1.2.7 What entities can apply the micro companies regime and FRS 105 in the Republic of Ireland Company Law requirement for the micro companies regime – Republic of Ireland
Under Section 280D of Companies Act 2014, a company qualifies for the micro companies regime if it fulfils at least two of the three qualifying conditions listed below (subject to note 1):
- In relation to its first financial year; or
- In relation to its current financial year and the preceding financial year; or
- In relation to its current financial year and it qualified as a small/medium company in the preceding financial year; or
- In relation to the preceding financial year and it qualified as a small/medium company in the preceding financial year.
| Micro Co | |
| Turnover | ≤ €700,000 |
| Balance Sheet Total | ≤ €350,000 |
| Employees | ≤10 |
Note 1: Exception even where the above thresholds are met:
Section 280D(3)(4) of Companies Act 2014 excludes the following companies from applying the MCR and hence FRS 105:
1. a company falling within any provision of Schedule 5 of the Act (e.g. Authorised investment firm, insurance intermediary of any other company carrying on of business by which is required to be authorised by the Central Bank); or
2. a company that is a credit institution or insurance undertaking; or
3. a company with securities regulated on a regulated market; or
4. a holding company of a small group as defined in Section 280B of CA 2014 (i.e. meets two of the three T/O <= €12 million net/€14.4 million gross; total assets <= €6 million net/€7.2 million gross; <= 50 employees) even where the group meets the thresholds in Section 280B of CA 2014 where any of the entities in the group come within points 1, 2 and 3 above (this only effects the holding company and not the other companies within the group (other than a company that comes within the remit of points 1-3 above)); or
5. an investment undertaking – See definition of such an entity at INSET LINK; or
6. a financial holding undertaking – See definition of such an entity at INSET LINK; or
7. a holding company that prepares consolidated financial statements; or
8. a subsidiary that is included in the consolidated financial statements of a parent for that year; or
9. any company excluded from the small companies regime; or
10. a company that prepares financial statements under FRS 102/IFRS.

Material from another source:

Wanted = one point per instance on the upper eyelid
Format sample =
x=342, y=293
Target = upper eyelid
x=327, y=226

1.2.8 What should entities consider when deciding whether to apply FRS 105 or not?
Issues to consider when deciding whether to apply FRS 105 or not assuming the company is eligible to utilise FRS 105:
- If the company increases in size the company will then no longer meet the requirements of the micro companies regime and as a result will have to go through the pain of transitioning to a new accounting standard all over again;
- Given the simplicity of the financial statements, for an external party reviewing these financial statements, they may not provide enough detail e.g. banks, potential customers, etc.
- The company’s balance sheet only shows cost and does not allow entities to show fair values.
- Does the company wish to capitalise development costs, if so FRS 105 should not be utilised (some companies do)?
- If the results are included in the parent company consolidated financial statements, FRS 105 financial statements cannot be prepared.
- The balance sheet of the company may be significantly impacted as a result of a revaluation policy/ fair value policy not being permitted. Possibility it could impact banking covenants.
- What are the growth prospects for the company? If the company expects to grow significantly then it may be better to apply FRS 102 from the outset.
[1] These reflect legal requirements that are applicable in the UK for accounting periods beginning on or after 1 January 2016.